Different Doctors---changing how you get your health care
Reporter: Craig Smith
TUCSON (KGUN9-TV) - Middle aged moms of the future might be heard bragging about "Their son…The hospitalist."
What the heck is that?
It's one example of how doctors are changing with the times.
At Tucson Medical Center, Doctor Guruprasad Raju is making his rounds and checking his patients.
He leans over Rosalind Raffe and asks, "Can I listen to your heart and lungs?"
Doctor Raju is not seeing patients he's been treating in an office for years. He doesn't meet his patients until they are hospitalized.
Doctor Raju is a different type of doctor. He's a hospitalist---a doctor who stays in a hospital and takes over your care from your regular physician. The term hospitalist was invented only sixteen years ago. Now there are an estimated 30 thousand hospitalists throughout North America.
Your family doctor might still visit you in the hospital, but Doctor Raju says that's hard to do with a busy office practice.
"They would come at five o'clock in the morning, make their rounds, then go and come back at seven o'clock. But someone like me as a hospitalist, I'm here from morning to evening."
Hospitalists say their advantage is being able to be at your bedside in a matter of moments.
KGUN9 Reporter Craig Smith asked Doctor Raju: "You're right here and handy but you may not necessarily have the mental records that a doctor would have who's been seeing somebody for five or ten or fifteen years. How do you compensate for that?"
Doctor Raju: "That's a very good question. A lot of the times we, most of the primary care physicians here in town that we work with, we partner with them and they send us the records that are pertinent and what we need."
Rosalind Raffe does wish her regular doctor would visit.
"I'd rather have him, because he knows me so well; but I don't.
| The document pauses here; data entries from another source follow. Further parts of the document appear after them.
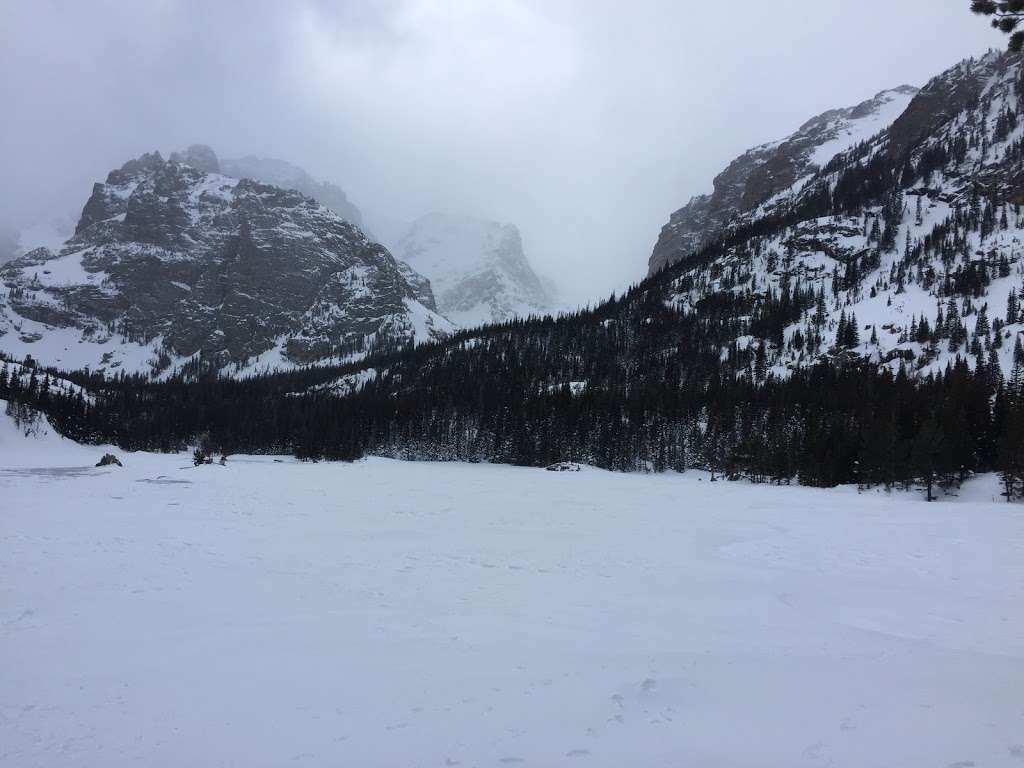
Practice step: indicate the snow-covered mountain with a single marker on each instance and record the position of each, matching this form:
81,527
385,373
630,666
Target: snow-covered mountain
48,232
906,249
172,261
288,176
774,170
477,268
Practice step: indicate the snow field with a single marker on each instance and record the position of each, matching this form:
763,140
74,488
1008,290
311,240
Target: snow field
385,613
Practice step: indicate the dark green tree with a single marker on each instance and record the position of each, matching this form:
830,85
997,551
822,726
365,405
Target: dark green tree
1007,16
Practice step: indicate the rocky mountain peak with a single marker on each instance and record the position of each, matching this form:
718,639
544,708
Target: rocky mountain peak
477,268
200,157
170,262
774,169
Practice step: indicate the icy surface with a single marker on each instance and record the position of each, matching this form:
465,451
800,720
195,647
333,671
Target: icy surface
383,613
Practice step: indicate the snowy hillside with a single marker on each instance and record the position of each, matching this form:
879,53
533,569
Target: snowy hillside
906,249
477,268
774,171
173,262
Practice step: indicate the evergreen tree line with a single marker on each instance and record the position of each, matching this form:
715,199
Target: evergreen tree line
506,394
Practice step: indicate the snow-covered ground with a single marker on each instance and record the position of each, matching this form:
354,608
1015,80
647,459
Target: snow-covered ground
385,613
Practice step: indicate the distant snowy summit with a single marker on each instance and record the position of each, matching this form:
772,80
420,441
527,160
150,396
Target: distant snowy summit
174,263
905,250
774,170
288,176
477,269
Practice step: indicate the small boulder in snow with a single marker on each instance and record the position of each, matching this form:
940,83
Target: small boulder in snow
563,467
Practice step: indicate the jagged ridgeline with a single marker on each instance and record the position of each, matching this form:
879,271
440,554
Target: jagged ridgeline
175,265
861,323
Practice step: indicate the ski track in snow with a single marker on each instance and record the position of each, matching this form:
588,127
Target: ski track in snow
386,613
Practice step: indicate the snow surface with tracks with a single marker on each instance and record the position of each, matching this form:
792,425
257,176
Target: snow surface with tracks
382,613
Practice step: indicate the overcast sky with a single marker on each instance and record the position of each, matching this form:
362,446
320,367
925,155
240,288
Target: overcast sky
584,122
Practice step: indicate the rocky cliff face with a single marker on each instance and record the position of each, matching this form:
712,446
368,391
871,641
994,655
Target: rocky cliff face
906,249
477,268
288,176
774,170
172,260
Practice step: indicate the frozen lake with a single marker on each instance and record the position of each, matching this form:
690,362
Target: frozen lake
385,613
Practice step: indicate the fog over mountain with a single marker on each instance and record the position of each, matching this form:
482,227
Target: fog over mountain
582,124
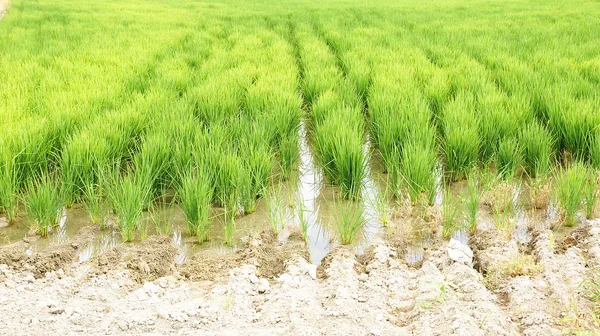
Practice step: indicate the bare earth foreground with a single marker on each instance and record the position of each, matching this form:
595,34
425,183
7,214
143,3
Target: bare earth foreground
269,289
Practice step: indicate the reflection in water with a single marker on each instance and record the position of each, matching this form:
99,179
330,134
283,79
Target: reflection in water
369,198
100,244
310,182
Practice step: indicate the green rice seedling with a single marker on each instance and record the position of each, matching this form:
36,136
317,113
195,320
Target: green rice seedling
339,149
508,157
473,198
195,194
595,150
590,192
382,204
350,222
303,219
461,138
161,215
568,187
394,178
258,164
8,188
229,215
128,197
289,155
537,144
276,208
451,214
228,175
417,168
94,203
43,204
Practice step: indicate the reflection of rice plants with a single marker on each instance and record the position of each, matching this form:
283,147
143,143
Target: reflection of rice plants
276,209
350,221
195,195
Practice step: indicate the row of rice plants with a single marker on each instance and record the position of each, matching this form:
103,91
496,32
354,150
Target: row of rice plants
336,116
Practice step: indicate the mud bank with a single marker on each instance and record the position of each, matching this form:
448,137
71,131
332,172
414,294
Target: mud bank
501,288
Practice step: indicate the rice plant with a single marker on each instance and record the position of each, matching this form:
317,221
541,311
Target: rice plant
128,196
461,137
9,188
43,204
258,163
195,194
472,200
276,209
508,157
350,221
569,185
161,215
537,144
590,192
451,214
339,149
417,168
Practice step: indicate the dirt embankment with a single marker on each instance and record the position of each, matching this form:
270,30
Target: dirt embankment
267,288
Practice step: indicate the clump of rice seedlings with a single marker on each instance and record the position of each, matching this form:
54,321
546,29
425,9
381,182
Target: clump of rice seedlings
228,175
502,202
258,164
350,222
590,192
128,197
162,217
43,204
276,209
195,194
9,189
569,185
537,145
508,157
539,191
595,150
289,155
339,149
473,198
94,203
451,214
417,168
382,204
461,138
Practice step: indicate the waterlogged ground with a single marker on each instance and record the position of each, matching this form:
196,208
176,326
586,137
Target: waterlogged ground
483,283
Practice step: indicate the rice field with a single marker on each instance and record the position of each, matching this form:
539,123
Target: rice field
215,109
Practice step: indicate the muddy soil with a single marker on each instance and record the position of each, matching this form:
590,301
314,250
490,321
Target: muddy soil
266,288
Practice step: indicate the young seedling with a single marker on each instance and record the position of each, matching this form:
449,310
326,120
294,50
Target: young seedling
43,204
569,185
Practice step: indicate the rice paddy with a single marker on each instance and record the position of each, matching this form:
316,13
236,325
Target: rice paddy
118,106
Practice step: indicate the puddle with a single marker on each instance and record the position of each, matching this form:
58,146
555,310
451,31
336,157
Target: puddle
310,184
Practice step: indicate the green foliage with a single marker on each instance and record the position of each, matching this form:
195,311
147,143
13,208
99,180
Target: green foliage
570,183
43,204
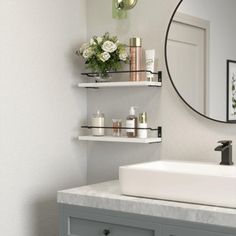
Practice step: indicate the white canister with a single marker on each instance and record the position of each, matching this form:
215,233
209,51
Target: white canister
142,125
149,61
98,121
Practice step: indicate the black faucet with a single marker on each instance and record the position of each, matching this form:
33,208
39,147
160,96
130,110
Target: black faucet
226,152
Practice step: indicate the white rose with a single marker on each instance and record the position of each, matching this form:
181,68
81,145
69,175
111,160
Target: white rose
104,56
83,47
87,53
123,55
99,39
92,42
109,46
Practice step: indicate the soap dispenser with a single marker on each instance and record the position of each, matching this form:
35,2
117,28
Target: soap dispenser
131,123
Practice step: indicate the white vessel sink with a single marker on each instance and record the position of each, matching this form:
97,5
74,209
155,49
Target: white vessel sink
200,183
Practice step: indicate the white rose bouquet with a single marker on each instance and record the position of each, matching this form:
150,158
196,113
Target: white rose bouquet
104,54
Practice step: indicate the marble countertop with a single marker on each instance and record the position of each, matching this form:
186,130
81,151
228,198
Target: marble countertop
108,196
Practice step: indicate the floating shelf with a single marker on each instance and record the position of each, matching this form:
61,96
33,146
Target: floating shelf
120,84
93,75
119,139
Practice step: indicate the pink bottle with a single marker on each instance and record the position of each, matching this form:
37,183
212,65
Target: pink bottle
135,59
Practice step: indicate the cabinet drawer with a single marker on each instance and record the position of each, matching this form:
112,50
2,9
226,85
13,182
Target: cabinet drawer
81,227
178,231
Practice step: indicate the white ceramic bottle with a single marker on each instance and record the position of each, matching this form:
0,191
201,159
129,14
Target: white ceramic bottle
142,133
98,121
131,123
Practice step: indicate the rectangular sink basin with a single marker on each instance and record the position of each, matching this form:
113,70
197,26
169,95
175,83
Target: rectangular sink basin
200,183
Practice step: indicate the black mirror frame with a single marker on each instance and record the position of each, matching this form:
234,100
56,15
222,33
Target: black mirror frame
172,82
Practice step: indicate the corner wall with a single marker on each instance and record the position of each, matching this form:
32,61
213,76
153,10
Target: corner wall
40,111
186,135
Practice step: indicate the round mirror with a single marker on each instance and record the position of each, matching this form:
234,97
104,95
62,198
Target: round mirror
201,56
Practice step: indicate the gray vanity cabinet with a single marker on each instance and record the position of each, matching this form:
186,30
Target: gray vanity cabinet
83,227
86,221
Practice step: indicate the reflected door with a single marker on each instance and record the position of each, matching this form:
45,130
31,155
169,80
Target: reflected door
187,53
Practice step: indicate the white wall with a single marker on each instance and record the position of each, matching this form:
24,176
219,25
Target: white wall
186,135
40,111
221,15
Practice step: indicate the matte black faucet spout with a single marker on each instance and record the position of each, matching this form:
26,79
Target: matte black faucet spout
226,152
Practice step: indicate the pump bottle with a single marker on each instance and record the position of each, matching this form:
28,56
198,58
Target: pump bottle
131,123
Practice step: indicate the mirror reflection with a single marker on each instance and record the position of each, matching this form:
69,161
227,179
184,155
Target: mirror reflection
201,55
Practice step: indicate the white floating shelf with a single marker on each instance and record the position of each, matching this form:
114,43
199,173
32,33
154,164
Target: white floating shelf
120,84
119,139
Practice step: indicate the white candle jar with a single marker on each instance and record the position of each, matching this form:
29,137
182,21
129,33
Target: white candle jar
98,121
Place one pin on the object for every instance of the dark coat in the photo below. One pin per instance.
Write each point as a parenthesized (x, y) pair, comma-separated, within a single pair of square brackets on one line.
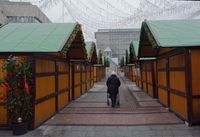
[(113, 84)]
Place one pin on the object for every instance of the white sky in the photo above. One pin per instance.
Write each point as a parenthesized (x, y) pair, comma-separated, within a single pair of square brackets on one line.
[(100, 14)]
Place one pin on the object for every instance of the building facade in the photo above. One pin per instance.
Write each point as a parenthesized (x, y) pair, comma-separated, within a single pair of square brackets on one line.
[(21, 12), (118, 40)]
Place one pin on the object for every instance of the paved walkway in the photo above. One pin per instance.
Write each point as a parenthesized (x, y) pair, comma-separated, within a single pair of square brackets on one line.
[(138, 116), (136, 108)]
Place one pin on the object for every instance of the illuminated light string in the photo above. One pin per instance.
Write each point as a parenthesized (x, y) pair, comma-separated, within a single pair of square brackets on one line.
[(104, 14), (110, 10)]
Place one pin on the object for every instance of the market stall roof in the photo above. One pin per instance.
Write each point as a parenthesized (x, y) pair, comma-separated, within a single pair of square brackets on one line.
[(91, 51), (168, 34), (37, 37)]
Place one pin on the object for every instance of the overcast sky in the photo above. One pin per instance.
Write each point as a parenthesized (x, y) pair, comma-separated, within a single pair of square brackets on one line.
[(101, 14)]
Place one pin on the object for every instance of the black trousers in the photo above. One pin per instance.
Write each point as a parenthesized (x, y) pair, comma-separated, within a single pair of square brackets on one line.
[(113, 99)]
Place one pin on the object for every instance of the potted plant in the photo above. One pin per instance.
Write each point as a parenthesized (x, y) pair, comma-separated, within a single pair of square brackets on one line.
[(18, 99)]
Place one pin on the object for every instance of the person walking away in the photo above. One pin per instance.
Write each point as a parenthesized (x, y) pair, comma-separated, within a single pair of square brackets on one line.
[(113, 83)]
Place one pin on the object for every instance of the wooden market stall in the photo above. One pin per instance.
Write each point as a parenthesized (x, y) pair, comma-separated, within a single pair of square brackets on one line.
[(92, 59), (175, 44), (49, 47), (130, 67), (99, 68)]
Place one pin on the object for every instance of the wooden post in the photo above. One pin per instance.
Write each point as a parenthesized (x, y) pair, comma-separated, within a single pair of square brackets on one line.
[(188, 85), (32, 126), (81, 65), (168, 81), (56, 85), (73, 81), (69, 94)]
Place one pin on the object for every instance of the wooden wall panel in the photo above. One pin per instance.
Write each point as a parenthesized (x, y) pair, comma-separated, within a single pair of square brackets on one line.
[(77, 91), (177, 61), (62, 66), (150, 90), (196, 108), (144, 86), (42, 88), (62, 81), (178, 104), (43, 65), (162, 78), (162, 96), (77, 78), (177, 80), (3, 115), (195, 68), (62, 100), (44, 110)]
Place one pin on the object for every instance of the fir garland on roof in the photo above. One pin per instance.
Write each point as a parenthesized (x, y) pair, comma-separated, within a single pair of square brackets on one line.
[(72, 37), (149, 34)]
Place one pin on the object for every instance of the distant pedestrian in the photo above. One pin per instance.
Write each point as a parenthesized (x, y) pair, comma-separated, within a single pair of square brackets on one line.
[(113, 83)]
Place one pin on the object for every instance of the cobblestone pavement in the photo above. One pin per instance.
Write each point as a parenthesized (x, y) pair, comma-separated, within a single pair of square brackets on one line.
[(89, 116)]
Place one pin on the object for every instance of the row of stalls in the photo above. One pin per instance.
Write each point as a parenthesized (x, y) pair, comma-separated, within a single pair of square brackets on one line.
[(167, 65), (62, 64)]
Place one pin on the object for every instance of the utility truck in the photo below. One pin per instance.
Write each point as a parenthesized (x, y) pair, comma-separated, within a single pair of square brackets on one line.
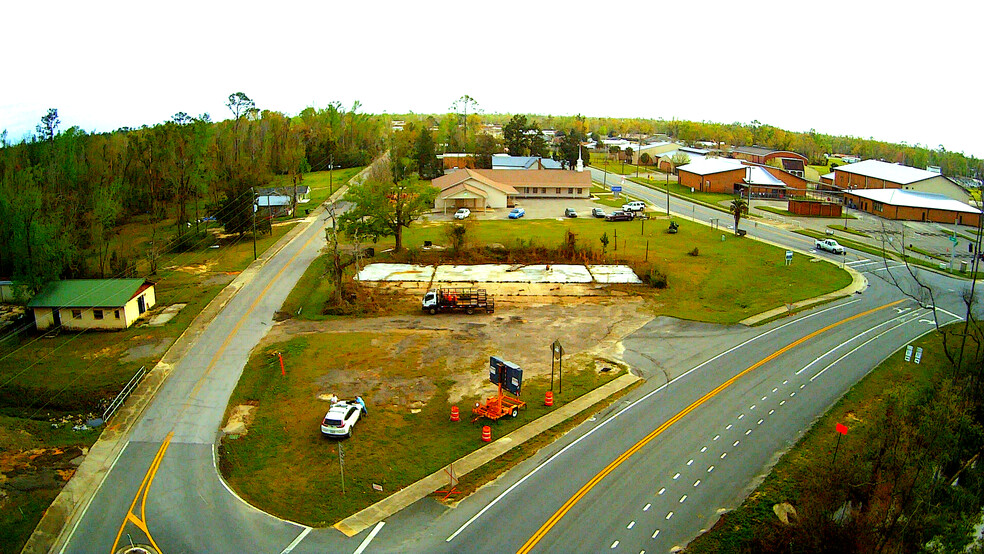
[(457, 300), (830, 245)]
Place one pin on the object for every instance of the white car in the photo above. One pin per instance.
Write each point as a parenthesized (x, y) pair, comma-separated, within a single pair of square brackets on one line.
[(341, 418)]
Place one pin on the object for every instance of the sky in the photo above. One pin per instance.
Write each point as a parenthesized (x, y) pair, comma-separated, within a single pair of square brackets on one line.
[(897, 71)]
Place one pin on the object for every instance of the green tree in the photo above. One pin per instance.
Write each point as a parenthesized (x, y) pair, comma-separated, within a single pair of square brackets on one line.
[(386, 202), (738, 208)]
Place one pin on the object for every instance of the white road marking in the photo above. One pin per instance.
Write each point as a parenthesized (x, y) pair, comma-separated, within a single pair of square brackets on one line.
[(368, 539), (627, 408)]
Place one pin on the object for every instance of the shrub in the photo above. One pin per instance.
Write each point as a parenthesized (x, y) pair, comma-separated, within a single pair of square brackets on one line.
[(657, 278)]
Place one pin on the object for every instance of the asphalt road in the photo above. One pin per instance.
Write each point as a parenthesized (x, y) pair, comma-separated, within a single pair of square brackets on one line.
[(646, 474)]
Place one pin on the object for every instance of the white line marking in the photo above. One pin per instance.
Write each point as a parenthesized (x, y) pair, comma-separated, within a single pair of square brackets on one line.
[(625, 409), (301, 536), (368, 539)]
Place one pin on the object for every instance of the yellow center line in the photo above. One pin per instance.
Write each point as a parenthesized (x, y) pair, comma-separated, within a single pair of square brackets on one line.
[(144, 490), (554, 519)]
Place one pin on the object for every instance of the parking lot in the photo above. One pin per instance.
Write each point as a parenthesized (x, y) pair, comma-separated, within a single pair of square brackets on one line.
[(536, 208)]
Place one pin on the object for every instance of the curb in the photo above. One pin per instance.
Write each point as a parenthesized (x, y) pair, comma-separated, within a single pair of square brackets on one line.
[(406, 496), (64, 513)]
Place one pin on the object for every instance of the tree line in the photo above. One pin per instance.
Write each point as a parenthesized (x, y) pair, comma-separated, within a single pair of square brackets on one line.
[(64, 194)]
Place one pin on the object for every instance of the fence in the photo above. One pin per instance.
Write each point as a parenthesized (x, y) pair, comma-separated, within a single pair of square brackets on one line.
[(122, 396)]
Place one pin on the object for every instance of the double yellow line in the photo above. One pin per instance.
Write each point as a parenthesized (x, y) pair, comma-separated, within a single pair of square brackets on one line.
[(143, 491), (554, 519)]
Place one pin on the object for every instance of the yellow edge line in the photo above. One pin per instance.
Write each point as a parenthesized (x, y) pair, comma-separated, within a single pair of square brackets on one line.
[(542, 531)]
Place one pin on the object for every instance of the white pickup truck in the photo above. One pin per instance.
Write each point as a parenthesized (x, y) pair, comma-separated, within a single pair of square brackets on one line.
[(830, 245)]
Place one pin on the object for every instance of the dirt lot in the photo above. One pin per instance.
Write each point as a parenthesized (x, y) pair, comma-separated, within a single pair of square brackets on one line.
[(589, 321)]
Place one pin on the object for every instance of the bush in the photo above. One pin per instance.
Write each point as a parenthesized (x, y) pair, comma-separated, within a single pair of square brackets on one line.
[(657, 278)]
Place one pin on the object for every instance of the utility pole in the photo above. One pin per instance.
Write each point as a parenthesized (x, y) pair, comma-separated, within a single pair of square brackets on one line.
[(253, 190)]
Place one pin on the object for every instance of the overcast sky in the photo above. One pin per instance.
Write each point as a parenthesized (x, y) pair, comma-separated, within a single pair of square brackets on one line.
[(895, 71)]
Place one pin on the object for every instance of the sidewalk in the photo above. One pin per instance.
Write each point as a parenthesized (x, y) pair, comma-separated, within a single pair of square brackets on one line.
[(355, 524), (68, 507)]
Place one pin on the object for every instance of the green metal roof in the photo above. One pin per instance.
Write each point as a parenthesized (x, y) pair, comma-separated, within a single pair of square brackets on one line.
[(86, 293)]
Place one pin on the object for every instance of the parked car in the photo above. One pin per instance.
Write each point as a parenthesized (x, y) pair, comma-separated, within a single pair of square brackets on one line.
[(619, 215), (342, 417)]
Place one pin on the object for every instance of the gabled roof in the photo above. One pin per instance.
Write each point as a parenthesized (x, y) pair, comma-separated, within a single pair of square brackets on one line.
[(914, 199), (709, 166), (894, 173), (760, 177), (88, 293), (444, 182)]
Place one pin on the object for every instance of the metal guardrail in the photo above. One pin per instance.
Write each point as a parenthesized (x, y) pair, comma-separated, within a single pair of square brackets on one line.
[(122, 396)]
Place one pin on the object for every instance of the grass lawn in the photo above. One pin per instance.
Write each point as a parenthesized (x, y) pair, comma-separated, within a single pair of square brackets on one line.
[(72, 376), (392, 446), (812, 455)]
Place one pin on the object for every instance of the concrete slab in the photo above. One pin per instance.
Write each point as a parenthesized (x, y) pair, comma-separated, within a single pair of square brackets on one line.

They don't do that anymore."
Craig Smith asked her: "But do you feel you're still well served by what's happening here?"
Rosalind Raffe: Yes, I do."
Doctor Steven Wool is another example of a different type of doctor.
Patients pay him a 15 hundred dollar retainer each year. He says the fee means fewer patients are required to keep his office in business; so he can be on call 24 hours a day, and offer longer appointments.
Doctor Wool says, "Now the average appointment is laid out to be a half an hour at least and the physical exams are anywhere from an hour to an hour and a half."
Doctors who charge an annual fee are often called concierge doctors. Some of them charge five thousand a year or even more. Doctor Wool is careful to keep fees lower and call himself a retained physician, not a concierge doctor.
Doctor Wool says, "Concierge has a sense of...bias...a sense of....
Craig Smith suggested:"Elitist?"
Dr. Wool: "Elitist approach to it and that's not what this is about."
Doctor Wool compares his retainer to the yearly cost of daily dose of fancy coffee; and says it gives patients the freedom to enhance their medical care beyond what insurance may dictate.
He maintains a gym and brings in exercise and nutrition specialists as part of the preventive medicine he encourages patients to embrace.
Retained physicians like Doctor Wool are still fairly rare. A government study in 2010 said there were about 750 nationwide with only about 30 in Arizona.
Doctor Wool says, "There's lots of data and information out there that if patients had greater access to their primary care physician it would indicate that they wouldn't require referrals to emergency rooms as often. Many diseases may be managed better because they have better access, particularly when changes occur and typically you'll prevent more complications of illnesses that won't have to wait to be seen."
And Doctor Wool says when patients pay a little more for their medical advice, they're more likely to give it more value and pay attention.
"I've had unfortunate situations where patients waited a year or two to get a physical exam and a problem developed. If they had paid extra for their quote---retainer physician or concierge physician, guess what, they probably would have come in a lot sooner to take advantage of what they paid for."